International over-the-top (OTT) content providers have been the bane of Thai regulator National Broadcasting and Telecommunications Commission’s (NBTC) existence over the past few months.

The supposedly independent regulatory body seems to be obsessed with finding ways to curb the menace of internet giants including Facebook, Google, YouTube and Alibaba. In early April it boldly suggested imposing some kind of bandwidth fee on the consumption of OTT services, requiring OTT players to have an operating licence to run a business in Thailand and even making them pay a value-added service tax for transactions by local merchants.

At the end of May, the regulator went one step further: mulling setting up a “control list” of the top-100 content creators for OTT platforms “to establish industry standards and a level playing field”. The head of the broadcasting committee, Natee Sukonrat, was quoted as saying “users on social media who influence public opinion will have to be reined in”.

These moves, of course, have all been all done in the name of looking after the country’s mobile operators, which have been forced to boost their infrastructure spending to keep up with soaring data usage driven by OTT apps. The regulator claims the surge in OTT consumption led to a “drastic increase” in revenue for international internet players.

NBTC secretary general Takorn Tantasith said the agency was planning an open forum in September with mobile operators in the region and OTT service providers “to figure out proper ways and measures to govern the OTT industry and ensure fairness in the telecoms industry”, according to a report in Bangkok Post.

Soft-peddling censorship
However, what on the surface may seem to be an effort to create a more level playing field for the mobile players could also be seen as a thinly disguised attempt to give the regulator the power to more easily monitor and censor content the government is finding difficult to regulate.

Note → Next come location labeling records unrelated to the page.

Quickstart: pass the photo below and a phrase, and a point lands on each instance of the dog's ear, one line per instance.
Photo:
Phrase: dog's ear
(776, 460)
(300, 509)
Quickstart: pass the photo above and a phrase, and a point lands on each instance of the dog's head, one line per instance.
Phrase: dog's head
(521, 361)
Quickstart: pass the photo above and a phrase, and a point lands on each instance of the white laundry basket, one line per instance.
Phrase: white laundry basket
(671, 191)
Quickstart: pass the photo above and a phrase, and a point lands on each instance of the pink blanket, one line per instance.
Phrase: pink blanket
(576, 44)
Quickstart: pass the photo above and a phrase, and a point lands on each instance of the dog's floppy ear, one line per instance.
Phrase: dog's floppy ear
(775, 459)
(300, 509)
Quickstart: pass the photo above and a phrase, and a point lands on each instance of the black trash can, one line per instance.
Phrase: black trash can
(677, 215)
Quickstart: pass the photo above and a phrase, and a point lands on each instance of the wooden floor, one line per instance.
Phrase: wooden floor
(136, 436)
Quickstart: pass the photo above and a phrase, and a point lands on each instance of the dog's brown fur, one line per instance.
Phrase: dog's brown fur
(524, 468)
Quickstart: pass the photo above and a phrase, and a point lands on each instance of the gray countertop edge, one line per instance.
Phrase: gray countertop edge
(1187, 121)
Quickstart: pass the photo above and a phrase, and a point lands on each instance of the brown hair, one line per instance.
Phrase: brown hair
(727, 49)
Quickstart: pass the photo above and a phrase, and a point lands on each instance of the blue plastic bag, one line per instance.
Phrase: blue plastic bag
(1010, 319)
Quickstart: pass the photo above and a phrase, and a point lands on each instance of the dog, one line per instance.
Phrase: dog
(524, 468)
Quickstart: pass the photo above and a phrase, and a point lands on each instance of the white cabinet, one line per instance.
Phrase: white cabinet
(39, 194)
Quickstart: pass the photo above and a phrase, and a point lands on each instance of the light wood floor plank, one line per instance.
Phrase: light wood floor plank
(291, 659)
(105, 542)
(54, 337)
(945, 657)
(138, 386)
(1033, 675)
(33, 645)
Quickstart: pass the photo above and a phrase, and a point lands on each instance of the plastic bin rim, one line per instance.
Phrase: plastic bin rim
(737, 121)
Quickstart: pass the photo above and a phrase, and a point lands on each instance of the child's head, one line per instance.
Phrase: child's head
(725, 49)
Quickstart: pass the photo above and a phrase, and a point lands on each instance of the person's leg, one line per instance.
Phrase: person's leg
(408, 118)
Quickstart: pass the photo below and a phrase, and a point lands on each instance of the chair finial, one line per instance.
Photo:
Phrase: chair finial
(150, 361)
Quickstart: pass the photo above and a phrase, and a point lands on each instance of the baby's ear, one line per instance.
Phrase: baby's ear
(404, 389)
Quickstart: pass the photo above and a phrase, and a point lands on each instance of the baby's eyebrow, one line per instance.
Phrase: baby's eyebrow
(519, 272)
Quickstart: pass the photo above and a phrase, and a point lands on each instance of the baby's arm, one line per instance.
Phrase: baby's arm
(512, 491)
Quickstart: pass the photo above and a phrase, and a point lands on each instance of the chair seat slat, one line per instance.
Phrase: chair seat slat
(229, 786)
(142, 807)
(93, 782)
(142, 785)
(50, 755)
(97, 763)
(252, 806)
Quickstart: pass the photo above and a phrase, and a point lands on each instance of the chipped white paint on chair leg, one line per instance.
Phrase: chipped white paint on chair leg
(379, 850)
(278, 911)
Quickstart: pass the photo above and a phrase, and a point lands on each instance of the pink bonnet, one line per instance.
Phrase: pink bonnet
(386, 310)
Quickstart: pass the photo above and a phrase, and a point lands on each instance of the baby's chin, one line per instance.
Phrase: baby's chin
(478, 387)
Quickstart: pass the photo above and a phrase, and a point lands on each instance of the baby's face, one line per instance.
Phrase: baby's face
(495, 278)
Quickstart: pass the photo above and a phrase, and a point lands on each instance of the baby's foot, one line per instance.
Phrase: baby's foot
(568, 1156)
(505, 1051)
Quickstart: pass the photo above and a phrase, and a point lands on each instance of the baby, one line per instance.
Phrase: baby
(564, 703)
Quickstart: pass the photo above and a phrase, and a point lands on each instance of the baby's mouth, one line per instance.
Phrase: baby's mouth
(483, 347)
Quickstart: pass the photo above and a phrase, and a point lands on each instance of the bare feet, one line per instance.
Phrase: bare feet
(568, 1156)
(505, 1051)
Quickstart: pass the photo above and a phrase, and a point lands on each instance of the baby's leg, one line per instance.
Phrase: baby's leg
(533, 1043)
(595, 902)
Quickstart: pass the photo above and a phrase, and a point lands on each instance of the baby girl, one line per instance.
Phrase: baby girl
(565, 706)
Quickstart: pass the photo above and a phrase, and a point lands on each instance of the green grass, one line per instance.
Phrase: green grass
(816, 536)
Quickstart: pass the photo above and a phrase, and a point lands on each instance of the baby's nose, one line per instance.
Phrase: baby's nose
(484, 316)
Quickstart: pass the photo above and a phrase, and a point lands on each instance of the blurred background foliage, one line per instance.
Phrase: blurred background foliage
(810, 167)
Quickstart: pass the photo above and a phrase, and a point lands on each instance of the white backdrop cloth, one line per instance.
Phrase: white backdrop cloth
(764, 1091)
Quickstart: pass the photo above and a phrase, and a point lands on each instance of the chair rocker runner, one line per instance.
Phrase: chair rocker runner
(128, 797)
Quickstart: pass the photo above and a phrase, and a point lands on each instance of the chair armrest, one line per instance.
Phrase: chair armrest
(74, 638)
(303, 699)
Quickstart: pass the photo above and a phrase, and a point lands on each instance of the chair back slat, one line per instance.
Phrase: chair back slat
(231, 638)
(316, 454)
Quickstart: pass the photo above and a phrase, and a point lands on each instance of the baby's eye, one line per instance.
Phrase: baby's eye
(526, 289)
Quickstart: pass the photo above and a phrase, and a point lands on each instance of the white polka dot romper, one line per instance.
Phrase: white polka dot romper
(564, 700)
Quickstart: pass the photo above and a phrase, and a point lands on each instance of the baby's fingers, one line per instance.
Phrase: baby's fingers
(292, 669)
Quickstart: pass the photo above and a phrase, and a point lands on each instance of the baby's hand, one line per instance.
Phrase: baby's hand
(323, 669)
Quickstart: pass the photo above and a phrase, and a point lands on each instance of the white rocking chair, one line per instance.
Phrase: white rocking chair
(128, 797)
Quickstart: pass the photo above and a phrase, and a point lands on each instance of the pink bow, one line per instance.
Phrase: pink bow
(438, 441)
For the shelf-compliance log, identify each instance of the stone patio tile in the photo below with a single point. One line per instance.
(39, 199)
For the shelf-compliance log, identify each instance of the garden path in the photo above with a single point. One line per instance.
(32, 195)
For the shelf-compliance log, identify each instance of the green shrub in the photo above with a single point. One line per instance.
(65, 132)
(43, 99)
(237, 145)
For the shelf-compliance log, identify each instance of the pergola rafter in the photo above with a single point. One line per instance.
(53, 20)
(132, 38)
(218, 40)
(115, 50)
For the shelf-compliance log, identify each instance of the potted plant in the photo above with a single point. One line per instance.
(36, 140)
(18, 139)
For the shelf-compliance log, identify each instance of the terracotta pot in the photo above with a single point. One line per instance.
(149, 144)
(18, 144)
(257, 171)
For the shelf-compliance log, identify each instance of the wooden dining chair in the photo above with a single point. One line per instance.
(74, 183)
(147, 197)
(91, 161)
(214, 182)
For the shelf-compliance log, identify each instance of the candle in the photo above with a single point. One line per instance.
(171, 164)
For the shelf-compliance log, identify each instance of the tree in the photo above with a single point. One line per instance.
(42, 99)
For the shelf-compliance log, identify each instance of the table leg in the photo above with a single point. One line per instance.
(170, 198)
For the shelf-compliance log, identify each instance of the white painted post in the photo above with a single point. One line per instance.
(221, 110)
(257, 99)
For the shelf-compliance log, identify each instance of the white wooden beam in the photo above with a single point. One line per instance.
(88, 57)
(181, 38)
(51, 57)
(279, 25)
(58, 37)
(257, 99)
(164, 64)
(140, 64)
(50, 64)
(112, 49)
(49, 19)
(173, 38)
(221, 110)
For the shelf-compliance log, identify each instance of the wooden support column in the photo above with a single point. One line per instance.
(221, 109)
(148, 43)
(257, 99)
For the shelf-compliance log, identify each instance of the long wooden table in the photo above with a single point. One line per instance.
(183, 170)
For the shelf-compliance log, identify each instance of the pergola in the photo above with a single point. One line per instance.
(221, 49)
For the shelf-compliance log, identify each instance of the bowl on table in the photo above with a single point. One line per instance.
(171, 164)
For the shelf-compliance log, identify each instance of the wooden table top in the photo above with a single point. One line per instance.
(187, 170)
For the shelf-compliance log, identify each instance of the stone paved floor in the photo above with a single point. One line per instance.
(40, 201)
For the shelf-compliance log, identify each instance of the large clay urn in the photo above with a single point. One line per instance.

Just a month ago the NBTC, after unsuccessfully trying to pressure overseas internet companies to remove allegedly illegal content, proposed imposing fines on those which don’t swiftly comply with take-down requests in a bid to avoid taking cumbersome legal action (its demand for Facebook to remove webpages failed after the social media giant refused, claiming they do not violate its “community standards”).

The widely-criticised proposals are merely a backhanded move to bypass current legal processes and give the regulator the authority to demand the removal of content the military-run government considers illegal without waiting for a court order, which the government has complained is time consuming.

As the NBTC commissioners were busy drafting a new regulatory framework for OTT providers, law companies and consultants stepped forward to remind the Thai government the internet is borderless. To date, no country has been able to regulate OTT services, and the NBTC lacks the jurisdiction to make international players comply with the proposed regulations, particularly setting up local operations and paying tax, as there are no legal provisions in Thailand to back up such a plan.

Undeterred, the regulator said in early July that while it would drop the plan to register OTT players for tax purposes, it would push ahead to replace “several weak points” in the framework and come up with a revised proposal in 30 days. The NBTC board will vote on the new framework after a 60-day public consultation.

And now the junta’s ominously named National Reform Steering Assembly this month approved an 84-page social media censorship proposal, which would require such things as fingerprint and facial scanning just to top-up a prepaid plan, all in an effort to be able to identify those posting content to OTT services. The push for fingerprint and facial recognition is in addition to existing requirements for all SIM users to register with their 13-digit national IDs.

Commentators say the stringent rules are similar to those in use in China and Iran.

Different path
In the midst of the government’s censorship push, an Amdocs executive visiting Thailand pointed to the often ignored view that telcos should work with the OTT crowd and see them as an opportunity to increase revenue as they transform their operations to cope with the digital services revolution.

Stephane Cudennec told Bangkok Post operators need to find a win-win business model rather than see the OTT players as mere competitors.

However, for an agency which a year ago spent THB7 million ($59,000) developing a redundant registration system for people accessing mobile banking services, trust is a scarce commodity (operators were required to use the fingerprint ID app, designed to complement the existing ID verification system, by mid-May).

As the junta moves well into its third year in power, the NBTC is no doubt under pressure to move away from relying on self-censorship by Thailand’s ISPs and telecoms operators and take a more proactive approach to safeguarding the nation’s institutions from potentially damaging online content.

The editorial views expressed in this article are solely those of the author and will not necessarily reflect the views of the GSMA, its Members or Associate Members.